The terms “comedy” and “satire” became synonymous after Aristotle’s Poetics was translated into Arabic in the
medieval Islamic world, where it was elaborated upon by Arabic writers and Islamic philosophers such as Abu
Bischr, his pupil Al-Farabi, Avicenna, and Averroes. Due to cultural differences, they disassociated comedy from
Greek dramatic representation, and instead identified it with Arabic poetic themes and forms, such as hija
(satirical poetry). They viewed comedy as simply the “art of reprehension” and made no reference to light and
cheerful events or troublous beginnings and happy endings associated with classical Greek comedy. After the Latin
translations of the 12th century, the term “comedy” thus gained a new semantic meaning in Medieval literature.
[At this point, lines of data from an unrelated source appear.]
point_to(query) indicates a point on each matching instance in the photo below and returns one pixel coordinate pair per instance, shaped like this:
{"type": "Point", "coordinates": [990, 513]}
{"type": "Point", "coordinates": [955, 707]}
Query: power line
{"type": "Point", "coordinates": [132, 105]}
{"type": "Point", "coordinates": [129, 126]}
The Incongruity Theory originated mostly with Kant, who claimed that the comic is an expectation that comes to
nothing. Henri Bergson attempted to perfect incongruity by reducing it to the “living” and “mechanical”.
An incongruity like Bergson’s, in things juxtaposed simultaneously, is still in vogue. This is often debated
against theories of the shifts in perspectives in humour; hence, the debate in the series Humor Research between
John Morreall and Robert Latta. Morreall presented mostly simultaneous juxtapositions, with Latta countering
that it requires a “cognitive shift” created by a discovery or solution to a puzzle or problem. Latta is
criticised for having reduced jokes’ essence to their own puzzling aspect.
Humour frequently contains an unexpected, often sudden, shift in perspective, which gets assimilated by the
Incongruity Theory. This view has been defended by Latta (1998) and by Brian Boyd (2004). Boyd views the shift
as from seriousness to play. Nearly anything can be the object of this perspective twist; it is, however, in the
areas of human creativity (science and art being the varieties) that the shift results from “structure mapping”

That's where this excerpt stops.